Data Integration: Prometheus Framework  
  We can utilize various extraction techniques to extract data from a wide variety of sources. However, different sources often have different schemas, access methods, and coverage. To address this issue, we have developed a data integration framework called Prometheus that facilitates uniform access to the sources. Prometheus provides an infrastructure that can be used to (a) quickly build applications that integrate data from various data sources, and (b) can be used as a test bed for information integration researchers to build and test new information integration techniques. Our group has focused on the data integration systems for a long time. Before Prometheus, our group had designed SIMS and Ariadne mediators.  
       
  Figure 1 shows an example application that can be built using the Prometheus. As shown in the figure there are 4 data sources. In this example application all data sources are web sources, i.e. web sites. The data sources can also be web services or databases. Given the data sources, the user can now ask the integration system queries about hotels and restaurants.  
       
 
Figure 1. An Example Application
 
       
  Research Focus  
       
  Prometheus provides an infrastructure that can be used to (a) quickly build applications that integrate data from various data sources, and (b) provide a test bed for information integration researchers to build and test new information integration techniques. Our group has focused on the mediator systems for a long time. Before Prometheus, our group had designed SIMS and Ariadne mediators. In this project, we are addressing the following limitations of the data integration systems:  
       
 
  1. Efficient execution of recursive integration plans - Traditionally, data integration systems do not have capability to efficiently execute recursive integration plans. Prometheus addresses this issue by utilizing a query reformulation algorithm that supports generation of recursive integration plans and efficiently executing the generated integration plans (both recursive and non-recursive) using Theseus execution engine More details on techniques to translate recursive and non-recursive datalog programs into plans for streaming, dataflow-style execution engine are in the IJCAI 2003 workshop article or VLDB Journal article.

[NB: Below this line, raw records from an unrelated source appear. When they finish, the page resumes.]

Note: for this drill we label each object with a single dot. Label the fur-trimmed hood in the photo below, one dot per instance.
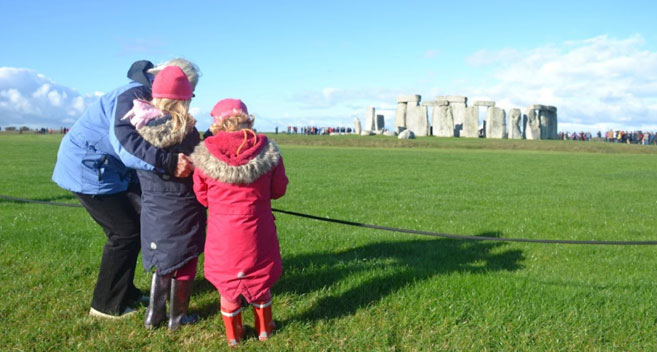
(155, 126)
(217, 157)
(161, 134)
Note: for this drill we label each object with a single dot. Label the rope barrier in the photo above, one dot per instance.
(395, 229)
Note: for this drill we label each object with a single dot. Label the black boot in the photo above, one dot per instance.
(157, 306)
(180, 291)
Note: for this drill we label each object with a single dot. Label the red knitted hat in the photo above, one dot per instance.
(172, 83)
(228, 107)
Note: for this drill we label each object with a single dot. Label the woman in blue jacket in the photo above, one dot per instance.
(96, 160)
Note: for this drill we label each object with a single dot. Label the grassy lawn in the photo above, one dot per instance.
(355, 289)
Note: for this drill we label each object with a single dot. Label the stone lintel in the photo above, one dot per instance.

  2. Extend view integration techniques to support dynamic service composition - We have applied the Prometheus mediator to the problem of dynamical composition of web services. While traditional view integration techniques apply directly to the problem of dynamic service composition, new challenges arise. We developed a new optimization technique called tuple-level filtering that introducing sensing and filtering operations to optimize the template integration plans generated for web services.

  3. Incorporating operations to support geo-spatial datatypes - In the TerraWorld project, we are extending the mediator to support integration of a wide variety of geo-spatial data, such as, satellite imagery, maps, and vector data. The key new challenges in geospatial domain in accurately combine the retrieved information. For example, when integrating road vector data with a satellite imagery, we need to align the vector data with the satellite imagery, i.e. ensure that roads in the vector data line up with roads in the satellite imagery. In our ACMGIS 2004 paper, we described techniques to automatically align vector data with imagery. Currently, we are working on representing the alignment operations in the mediator, so that the mediator can dynamically generates plans to not just retrieve geospatial data, but also accurately integrate different types of geospatial data.